Proposed Calif. initiative would require personal finance class for high schools

California students would be required to learn about handling their personal finances if a proposed initiative is approved.

California voters could require all high school students to take a class on personal finance. 

Monday, California Secretary of State Shirley Weber announced that a proposed ballot initiative to enforce such a class entered into circulation. 


The big picture: If voters approve the initiative, a one-semester personal finance course would be added to public high school graduation requirements. 
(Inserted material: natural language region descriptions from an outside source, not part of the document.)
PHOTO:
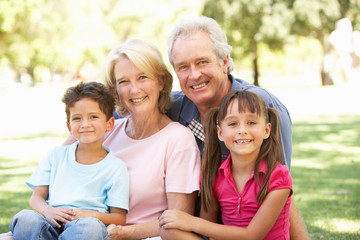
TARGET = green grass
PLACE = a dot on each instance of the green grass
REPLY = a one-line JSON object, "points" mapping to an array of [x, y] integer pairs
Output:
{"points": [[326, 175], [325, 170]]}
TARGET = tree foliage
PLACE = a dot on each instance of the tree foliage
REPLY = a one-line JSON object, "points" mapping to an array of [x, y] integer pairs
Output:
{"points": [[271, 22], [249, 23], [65, 35]]}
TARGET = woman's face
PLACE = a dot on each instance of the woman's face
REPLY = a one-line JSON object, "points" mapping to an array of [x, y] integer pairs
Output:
{"points": [[137, 92]]}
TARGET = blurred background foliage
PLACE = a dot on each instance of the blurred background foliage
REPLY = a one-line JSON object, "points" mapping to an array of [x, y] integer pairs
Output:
{"points": [[48, 39]]}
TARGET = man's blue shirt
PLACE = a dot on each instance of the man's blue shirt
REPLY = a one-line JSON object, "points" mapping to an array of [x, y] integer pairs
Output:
{"points": [[183, 110]]}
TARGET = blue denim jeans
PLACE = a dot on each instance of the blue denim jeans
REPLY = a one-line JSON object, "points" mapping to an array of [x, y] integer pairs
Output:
{"points": [[29, 225]]}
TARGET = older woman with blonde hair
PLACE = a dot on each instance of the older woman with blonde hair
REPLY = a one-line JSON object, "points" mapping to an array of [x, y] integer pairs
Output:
{"points": [[162, 157]]}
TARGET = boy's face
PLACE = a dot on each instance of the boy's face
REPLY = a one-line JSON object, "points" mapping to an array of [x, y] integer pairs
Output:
{"points": [[87, 122]]}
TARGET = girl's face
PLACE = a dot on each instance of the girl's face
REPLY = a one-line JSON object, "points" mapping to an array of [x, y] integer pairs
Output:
{"points": [[243, 132], [138, 92]]}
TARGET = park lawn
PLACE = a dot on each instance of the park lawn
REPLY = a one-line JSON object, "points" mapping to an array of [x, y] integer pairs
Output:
{"points": [[325, 170]]}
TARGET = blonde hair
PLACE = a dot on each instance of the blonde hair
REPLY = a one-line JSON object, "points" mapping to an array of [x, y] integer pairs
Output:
{"points": [[146, 57]]}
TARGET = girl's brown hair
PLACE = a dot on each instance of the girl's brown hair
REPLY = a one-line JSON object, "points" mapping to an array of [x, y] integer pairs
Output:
{"points": [[270, 149]]}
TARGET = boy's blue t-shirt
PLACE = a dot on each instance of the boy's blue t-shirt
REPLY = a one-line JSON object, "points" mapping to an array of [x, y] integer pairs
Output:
{"points": [[72, 185]]}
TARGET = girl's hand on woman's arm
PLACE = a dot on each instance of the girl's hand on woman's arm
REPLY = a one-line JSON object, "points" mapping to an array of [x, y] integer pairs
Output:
{"points": [[177, 219]]}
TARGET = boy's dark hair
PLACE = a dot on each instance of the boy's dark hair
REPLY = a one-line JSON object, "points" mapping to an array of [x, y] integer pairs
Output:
{"points": [[93, 90]]}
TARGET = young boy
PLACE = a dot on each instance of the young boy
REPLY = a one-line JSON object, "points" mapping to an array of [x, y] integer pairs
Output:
{"points": [[81, 188]]}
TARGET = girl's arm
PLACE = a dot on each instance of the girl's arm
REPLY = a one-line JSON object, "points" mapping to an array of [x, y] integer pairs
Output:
{"points": [[55, 215], [116, 216], [259, 226], [184, 203]]}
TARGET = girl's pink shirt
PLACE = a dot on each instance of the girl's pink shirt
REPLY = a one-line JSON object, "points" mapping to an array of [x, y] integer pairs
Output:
{"points": [[239, 209]]}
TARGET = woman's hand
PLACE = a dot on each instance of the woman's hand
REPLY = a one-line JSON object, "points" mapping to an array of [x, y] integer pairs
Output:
{"points": [[118, 232], [81, 213], [177, 219], [58, 214]]}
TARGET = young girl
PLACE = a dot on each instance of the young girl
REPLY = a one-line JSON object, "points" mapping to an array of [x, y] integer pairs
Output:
{"points": [[252, 187]]}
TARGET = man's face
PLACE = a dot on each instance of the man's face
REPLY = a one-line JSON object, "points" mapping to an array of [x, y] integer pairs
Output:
{"points": [[202, 77]]}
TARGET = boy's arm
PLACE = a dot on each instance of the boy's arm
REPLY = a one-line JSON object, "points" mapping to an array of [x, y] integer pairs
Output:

  • Schools would be required to have students take the course beginning with the class of 2030, meaning it would start by the 2026-2027 school year. 
  • Current requirements include one semester of an economics course, which are not required to include personal finance curriculum. 
  • Students could fulfill the requirement by completing an existing University of California-approved personal finance course, or a new course. 
  • The state estimates that schools would see a potential increase in costs in the “high tens of millions” of dollars for the first few years before declining over time. 
  • Timothy Ranzetta, the founder of nonprofit Next Gen Personal Finance, and attorney Christopher Kaufman submitted the initiative to the state. 

What we’re watching: In order to be placed on the ballot, proponents need to collect 546,651 signatures – five percent of the total votes cast for governor in November 2022. 

  • Signatures need to be submitted by May 7.